Getting Started: Ten Diagnostic Questions
1. What’s my decision problem? What, broadly, do I have to decide? What specific decisions do I have to make as a part of the broad decision?
2. What are my fundamental objectives? Have I asked ‘‘Why’’ enough times to get to my bedrock wants and needs?
3. What are my alternatives? Can I think of more good ones?
4. What are the consequences of each alternative in terms of the achievement of each of my objectives? Can any alternatives be safely eliminated?

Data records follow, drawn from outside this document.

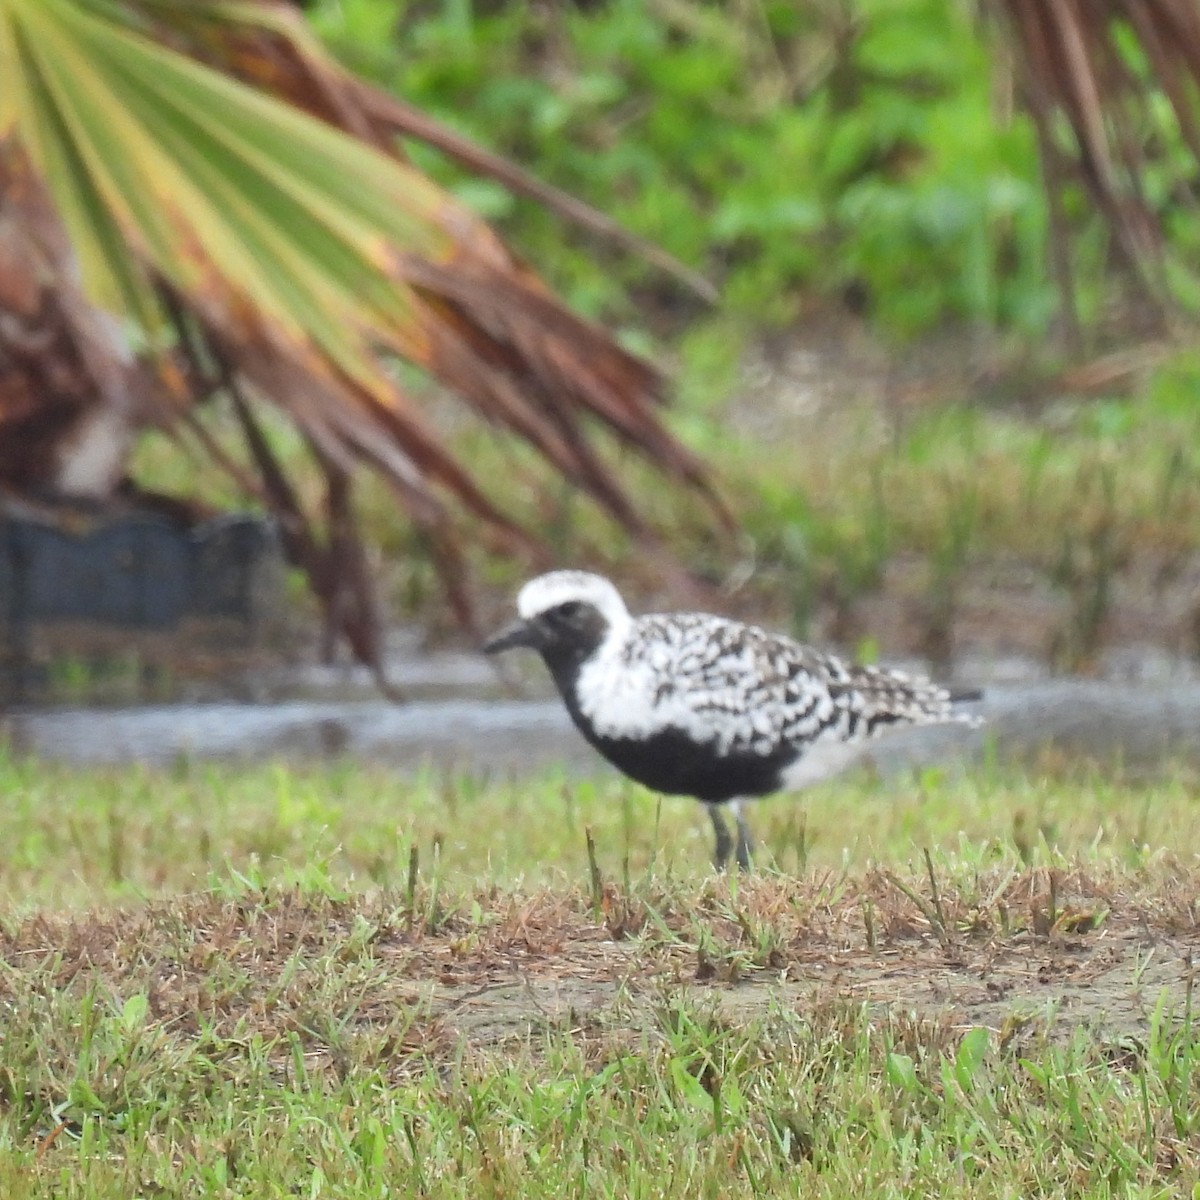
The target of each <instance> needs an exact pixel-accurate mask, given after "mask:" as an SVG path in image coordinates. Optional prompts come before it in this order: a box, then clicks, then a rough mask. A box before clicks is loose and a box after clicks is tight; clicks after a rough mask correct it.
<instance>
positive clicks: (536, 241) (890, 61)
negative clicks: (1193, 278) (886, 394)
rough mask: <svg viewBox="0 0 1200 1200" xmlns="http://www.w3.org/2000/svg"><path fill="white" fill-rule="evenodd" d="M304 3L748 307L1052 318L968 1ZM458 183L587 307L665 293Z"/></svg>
mask: <svg viewBox="0 0 1200 1200" xmlns="http://www.w3.org/2000/svg"><path fill="white" fill-rule="evenodd" d="M311 7H312V19H313V22H314V24H316V25H317V28H318V30H319V31H320V32H322V34H323V35H324V36H325V37H326V38H328V40H329V41H330V42H331V44H332V46H334V47H335V49H336V50H337V52H338V53H340V54H341V55H342V56H343V58H344V59H346V60H348V61H349V62H350V65H352V66H354V67H356V68H359V70H364V71H366V72H367V73H368V74H371V76H373V77H374V78H376V79H377V80H379V82H380V83H383V84H385V85H386V86H389V88H392V89H395V90H396V91H398V92H400V94H402V95H403V96H404V97H406V98H408V100H410V101H412V102H414V103H416V104H419V106H421V107H422V108H425V109H427V110H431V112H433V113H436V114H437V115H438V116H440V118H442V119H443V120H445V121H448V122H449V124H451V125H454V126H455V127H458V128H461V130H463V131H464V132H467V133H469V134H470V136H472V137H474V138H476V139H478V140H480V142H482V143H484V144H487V145H491V146H493V148H496V149H498V150H502V151H503V152H505V154H509V155H511V156H515V157H516V158H517V160H518V161H521V162H523V163H524V164H526V166H528V167H529V168H530V169H532V170H533V172H534V173H535V174H538V175H540V176H541V178H544V179H546V180H548V181H551V182H554V184H557V185H559V186H562V187H564V188H566V190H568V191H571V192H574V193H576V194H578V196H581V197H583V198H584V199H587V200H588V202H590V203H592V204H594V205H595V206H596V208H599V209H601V210H604V211H605V212H607V214H610V215H611V216H613V217H616V218H617V220H618V221H620V222H622V223H624V224H625V226H628V227H629V228H631V229H634V230H635V232H637V233H640V234H642V235H644V236H647V238H650V239H653V240H655V241H658V242H660V244H661V245H664V246H665V247H666V248H667V250H670V251H671V252H672V253H674V254H676V256H677V257H679V258H682V259H683V260H684V262H686V263H689V264H692V265H695V266H698V268H700V269H702V270H704V271H707V272H709V274H710V275H712V276H713V277H714V278H716V280H718V281H719V282H720V284H721V288H722V293H724V298H725V304H726V307H727V308H728V310H730V311H731V312H732V313H734V314H738V316H740V317H744V318H746V319H749V320H752V322H755V323H758V324H762V323H786V322H787V320H790V319H792V318H794V317H796V314H797V313H798V312H799V310H800V305H802V304H803V302H804V300H805V298H808V296H811V295H814V294H822V293H823V294H827V295H828V294H840V293H851V294H853V295H854V296H856V298H858V299H859V300H860V301H862V302H865V304H866V306H868V307H869V310H870V311H871V313H872V314H874V316H876V317H877V318H878V320H880V322H881V323H882V324H883V326H886V328H887V329H889V330H892V331H894V332H895V334H899V335H905V334H916V332H919V331H922V330H925V329H929V328H930V326H931V325H934V324H936V323H938V322H943V320H946V319H965V320H970V322H973V323H979V324H983V325H988V326H1015V328H1019V329H1024V330H1026V331H1038V330H1042V329H1044V325H1045V322H1046V318H1048V316H1049V313H1050V311H1051V307H1052V304H1054V295H1052V292H1051V288H1050V286H1049V282H1048V275H1049V272H1048V270H1046V266H1045V262H1044V244H1045V205H1044V199H1043V196H1042V192H1040V176H1039V172H1038V166H1037V155H1036V145H1034V137H1033V131H1032V127H1031V125H1030V122H1028V121H1027V120H1026V119H1025V118H1022V116H1015V118H1014V116H1008V115H1006V116H1001V115H998V114H997V103H996V98H995V94H996V90H997V89H996V84H995V74H996V72H995V71H994V70H992V67H991V65H990V61H989V48H988V44H986V41H985V37H984V36H983V31H982V30H980V28H979V26H978V22H977V19H976V17H974V14H973V11H972V6H970V5H965V4H962V2H960V0H886V2H884V0H853V2H851V4H847V5H839V6H829V5H826V6H816V5H812V6H806V5H800V6H797V5H792V4H784V2H772V4H758V5H721V4H713V2H703V0H678V2H673V4H655V5H648V4H644V2H642V0H611V2H604V4H594V5H593V4H588V5H534V4H528V2H526V4H514V5H490V4H481V2H480V4H474V5H472V4H469V2H456V4H450V2H446V4H440V5H416V4H400V5H396V4H392V2H391V0H317V2H316V4H314V5H312V6H311ZM421 161H422V164H426V163H425V158H424V156H422V160H421ZM434 169H438V168H436V167H434ZM440 170H442V173H443V174H445V176H446V178H449V179H454V178H455V176H454V173H452V172H448V170H446V168H445V167H444V166H443V167H442V168H440ZM460 187H461V188H462V193H463V194H464V196H467V197H468V198H469V199H470V200H472V202H473V203H475V204H476V205H479V206H480V208H482V209H484V211H485V212H486V214H487V215H488V216H492V217H494V218H499V220H500V221H502V223H503V224H504V226H505V229H506V233H508V234H509V235H510V236H512V238H515V239H516V240H517V242H518V244H520V245H522V246H523V247H524V248H526V250H527V252H528V253H529V254H530V257H532V258H533V260H534V262H538V263H539V264H541V265H544V268H545V269H547V270H548V271H550V274H551V275H552V276H554V278H556V282H557V283H559V284H562V286H564V287H566V288H568V289H569V290H570V293H571V294H572V298H574V299H575V300H576V302H580V304H582V305H583V306H584V307H586V308H588V310H589V311H593V312H596V311H600V310H606V311H608V312H610V313H611V312H613V311H620V307H622V299H620V298H622V295H623V289H624V288H625V287H628V286H634V287H635V288H636V287H643V288H650V287H653V286H654V281H653V278H652V276H650V275H649V274H648V271H647V270H646V269H644V268H642V266H640V265H638V264H636V263H628V262H625V263H611V262H605V263H604V264H602V266H600V265H596V264H595V262H594V258H595V254H594V252H592V251H589V252H583V253H581V252H575V253H564V252H563V232H562V224H560V221H559V220H558V218H556V217H553V216H551V215H548V214H546V212H545V211H542V210H540V209H538V208H536V206H533V205H528V204H524V203H521V202H516V200H514V199H511V198H510V197H506V196H505V194H504V193H503V192H502V191H500V190H499V188H497V187H496V186H494V185H490V184H479V182H478V181H461V182H460ZM643 299H653V294H652V295H649V296H643Z"/></svg>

5. What are the tradeoffs among my more important objectives? Where do conflicting objectives concern me the most?
6. Do any uncertainties pose serious problems? If so, which ones? How do they impact consequences?
7. How much risk am I willing to take? How good and how bad are the various possible consequences? What are ways of reducing my risk?
8. Have I thought ahead, planning out into the future? Can I reduce my uncertainties by gathering information? What are the potential gains and the costs in time, money, and effort?
9. Is the decision obvious or pretty clear at this point? What reservations do I have about deciding now? In what ways could the decision be improved by a modest amount of added time and effort?
10. What should I be working on? If the decision isn’t obvious, what do the critical issues appear to be? What facts and opinions would make my job easier?